David Mitchell was born in Southport, England on January 12, 1969. He was raised in Malvern, Worcestershire and attended the University of Kent. There he earned a degree in English and American Literature and later an M.A. in Comparative Literature.
Mitchell’s complex first novel Ghostwritten was published in 1999 and went on to win the John Llewellyn Rhys Prize. His follow up novels number9dream (2001) and Cloud Atlas (2004) were equally complex and both were short listed for the Man Booker Prize. Mitchell’s 2006 novel, Black Swan Green, is a semiautobiographical account of the author’s struggles with stammering. The novel was selected by Time Magazine as one of the top 10 Books of the Year. The Thousand Autumns of Jacob de Zoet is Mitchell latest work of fiction, published in 2010 to critical success.
In 2013, Mitchell published an English translation of Naoki Higashida’s memoir The Reason I Jump: The Inner Voice of a Thirteen-Year-Old Boy with Autism. He collaborated with KA Yoshida, his wife, on the translation in an effort to raise awareness for autism. The couple also hoped to help others understand how autistic children, like their own son, think and retain memory.
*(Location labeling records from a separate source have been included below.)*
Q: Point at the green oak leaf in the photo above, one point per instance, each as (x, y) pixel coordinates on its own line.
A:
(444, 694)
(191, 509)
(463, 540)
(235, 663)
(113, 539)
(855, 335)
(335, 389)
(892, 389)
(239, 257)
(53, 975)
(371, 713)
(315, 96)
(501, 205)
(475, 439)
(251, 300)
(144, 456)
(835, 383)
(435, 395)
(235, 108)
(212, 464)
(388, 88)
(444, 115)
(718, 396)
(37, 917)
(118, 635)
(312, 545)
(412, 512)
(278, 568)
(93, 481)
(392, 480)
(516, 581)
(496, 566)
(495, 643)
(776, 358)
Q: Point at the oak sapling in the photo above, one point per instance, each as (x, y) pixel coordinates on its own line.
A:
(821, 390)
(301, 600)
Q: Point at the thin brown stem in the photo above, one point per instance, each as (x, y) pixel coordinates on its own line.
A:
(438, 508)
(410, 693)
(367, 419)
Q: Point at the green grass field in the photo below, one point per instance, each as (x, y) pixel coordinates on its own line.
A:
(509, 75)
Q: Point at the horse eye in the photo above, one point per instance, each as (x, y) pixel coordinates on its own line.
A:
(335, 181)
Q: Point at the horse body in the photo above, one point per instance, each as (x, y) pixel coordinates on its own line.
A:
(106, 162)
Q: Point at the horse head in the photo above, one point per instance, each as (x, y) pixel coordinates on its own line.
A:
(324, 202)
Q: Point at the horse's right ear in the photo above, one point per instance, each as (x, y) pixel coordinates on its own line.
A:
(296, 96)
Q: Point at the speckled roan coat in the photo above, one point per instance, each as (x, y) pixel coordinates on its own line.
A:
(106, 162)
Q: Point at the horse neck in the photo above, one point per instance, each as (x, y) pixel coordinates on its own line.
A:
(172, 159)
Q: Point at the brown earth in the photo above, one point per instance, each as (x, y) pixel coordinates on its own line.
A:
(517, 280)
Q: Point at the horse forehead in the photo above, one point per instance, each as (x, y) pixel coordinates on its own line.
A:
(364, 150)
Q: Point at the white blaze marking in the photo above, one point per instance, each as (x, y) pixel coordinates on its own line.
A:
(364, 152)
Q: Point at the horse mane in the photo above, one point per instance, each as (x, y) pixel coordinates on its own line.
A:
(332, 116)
Among his other literary successes, Mitchell has published short stories with The New York Times and The Guardian. He also released two operas Wake in 2010 and Sunken Garden in 2013.
Mitchell’s many awards include the Commonwealth Writers Prize and the British Book Awards (Literary Fiction). He was short listed for the Man Book Prize, twice, and the Guardian First Book Award, the Nebula Award, the Arthur C. Clark Award and the James Tait Black Memorial Prize.
Mitchell currently lives with his wife and children in Clonakilty, County Cork, Ireland.